Brief Communication

Genes and Immunity (2003) 4, 82–85. doi:10.1038/sj.gene.6363912

Variation in immune response genes and chronic Q fever. Concepts: preliminary test with post-Q fever fatigue syndrome

Study supported with grant from Meat and Livestock Australia Ltd. Dr. Adrian Esterman provided appreciated statistical advice.

K J Helbig1, S L Heatley2, R J Harris1, C G Mullighan2, P G Bardy2 and B P Marmion1

  1. 1Q Fever Research Group, IMVS, Adelaide, South Australia, Australia
  2. 2Haematology and Transplant Service, Australian Red Cross Blood Service, Adelaide, South Australia, Australia

Correspondence: BP Marmion, Institute of Medical and Veterinary Science, Infectious Diseases Laboratories, Frome Rd, Adelaide, South Australia 5000, Australia. E-mail: kjhelbig@hotmail.com

Top

Abstract

Acute primary Q fever is followed by various chronic sequelae. These include subacute Q fever endocarditis, granulomatous reactions in various organs or a prolonged debilitating post-infection fatigue syndrome (QFS). The causative organism, Coxiella burnetii, persists after an initial infection. The differing chronic outcomes may reflect variations within cytokine and accessory immune control genes which affect regulation of the level of persistence. As a preliminary test of the concept we have genotyped QFS patients and controls for gene variants spanning 15 genes and also examined HLA-B and DR frequencies. QFS patients exhibited a significantly increased frequency of HLA-DR-11 compared with controls and also significant differences in allelic variant frequencies within the NRAMP, and IFNitalic gamma genes. These results indicate a possible genetic role in the expression of overt chronic Q fever. Further studies will be undertaken to increase sample sizes, to survey other forms of chronic Q fever and to examine Q fever patients who have recovered without sequelae.

Keywords:

chronic Q fever, gene variants, HLA-DR, NRAMP, IFNgamma

Q fever is Australia's commonest and most expensive occupational zoonosis, both in terms of patient morbidity and cost to industry and health services. The causative organism (Coxiella burnetii) multiples in the macrophage phagolysosome. In cultured cells it is not directly cytopathic and grows unchecked to form large cytoplasmic microcolonies. In vivo the cellular immune response (CMI) destroys infected cells; effector mechanisms involve generation of IFNgamma, TNFalpha and activation of the apoptosis pathway.1

After the acute primary infection, the coxiella persists at low level in humans as evidenced, for example, by persistence of antibody and detection of C. burnetii genomic DNA in bone marrow cells from a majority of patients for 5 years or more after the initial illness.2 Mostly, the persistent infection produces no overt illness, presumably because of a balanced regulation of the infection by the cellular and humoral immune systems. In a minority, balance is not achieved or maintained and chronic illness results. This may take the form of either a prolonged incapacitating post-infection fatigue syndrome (QFS),3 approx8-15% of acute cases, or of recrudescent granulomatous lesions in liver, testis, bone, lung, pleura or soft tissues, or of infection of a heart valve with surface or intra-stromal vegetations. A hypothetical paradigm4 for the study of the chronic Q fever sequelae, derived by analogy from mycobacterial host-parasite relationships in which long-term, low-level bacterial persistence is also a feature, is one of anergic or hyper-sensitive polar disease states with some intermediate 'reactive' stages.

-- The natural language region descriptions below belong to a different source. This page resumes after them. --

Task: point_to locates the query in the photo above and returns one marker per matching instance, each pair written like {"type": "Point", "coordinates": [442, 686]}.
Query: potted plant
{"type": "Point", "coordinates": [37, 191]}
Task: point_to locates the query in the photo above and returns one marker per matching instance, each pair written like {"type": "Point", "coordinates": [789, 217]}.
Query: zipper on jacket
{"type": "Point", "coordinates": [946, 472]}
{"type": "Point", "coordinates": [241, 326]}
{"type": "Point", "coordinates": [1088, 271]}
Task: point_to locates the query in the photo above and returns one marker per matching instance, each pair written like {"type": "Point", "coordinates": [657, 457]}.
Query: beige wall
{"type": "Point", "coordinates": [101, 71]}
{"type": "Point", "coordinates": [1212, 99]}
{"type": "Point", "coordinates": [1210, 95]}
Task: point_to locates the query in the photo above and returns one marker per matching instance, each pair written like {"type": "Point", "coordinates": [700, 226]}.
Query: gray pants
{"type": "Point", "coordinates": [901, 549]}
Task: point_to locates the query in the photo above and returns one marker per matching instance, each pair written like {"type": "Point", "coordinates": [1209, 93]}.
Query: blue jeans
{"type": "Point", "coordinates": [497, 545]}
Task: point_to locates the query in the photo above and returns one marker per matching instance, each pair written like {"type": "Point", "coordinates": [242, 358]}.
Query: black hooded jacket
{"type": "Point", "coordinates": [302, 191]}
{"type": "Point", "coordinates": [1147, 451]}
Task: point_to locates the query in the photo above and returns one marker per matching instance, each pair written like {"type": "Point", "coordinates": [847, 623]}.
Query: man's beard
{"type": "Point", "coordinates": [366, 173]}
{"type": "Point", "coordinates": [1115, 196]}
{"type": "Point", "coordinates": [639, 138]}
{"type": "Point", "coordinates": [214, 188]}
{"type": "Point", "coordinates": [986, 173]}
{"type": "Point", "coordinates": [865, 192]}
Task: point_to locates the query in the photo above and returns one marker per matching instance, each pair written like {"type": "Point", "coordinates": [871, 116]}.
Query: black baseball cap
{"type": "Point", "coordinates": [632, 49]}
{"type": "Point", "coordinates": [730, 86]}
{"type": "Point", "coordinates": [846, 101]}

At the anergic pole is subacute Q fever endocarditis with low indices of cell-mediated immunity (CMI), such a lymphocyte mitogenic responses to Q fever antigens.5,6 Scanty inflammatory infiltrates but large numbers of coxiellas are seen in valve vegetations, and generally there are very high levels of serum antibody. The coxiellas in valves are readily detected by animal inoculation, cell culture or PCR gene amplification. Studies by French workers7,8 of cytokine response or release patterns from monocytes or PBMC from endocarditis patients have shown upregulated IL-10 and TNFalpha production, downregulated IFNgamma responses with increased TNF-R 75 production.

Intermediate stages are recrudescent granulomatous lesions in organs (testis, lung, etc), bone or in soft tissues. In contrast to endocarditis, there is marked lymphocytic infiltration of tissue, with activated macrophages (polykaryocytes/giant cells) and even cell necrosis. There are few coxiellas on microscopy although PCR detection of genomic sequences is positive. There is little information on attempts to culture the coxiella although positive results have been reported from liver.9 Medium levels of IgG class and, variably, some IgM antibody to Q fever antigens are present. Probably recrudescent infection at the end of pregnancy has a pattern between the anergic and intermediate stages with cellular infiltration and necrosis of placental cotyledons, easily demonstrable coxiellas, and infection of the foetus or newborn. The granulomatous state may be a 'clearing reaction' for the coxiella. There appear to be no reports of cytokine response patterns associated with granulomatous disease but on theoretical grounds upregulation of IFNitalic gamma and TNFalpha might be expected.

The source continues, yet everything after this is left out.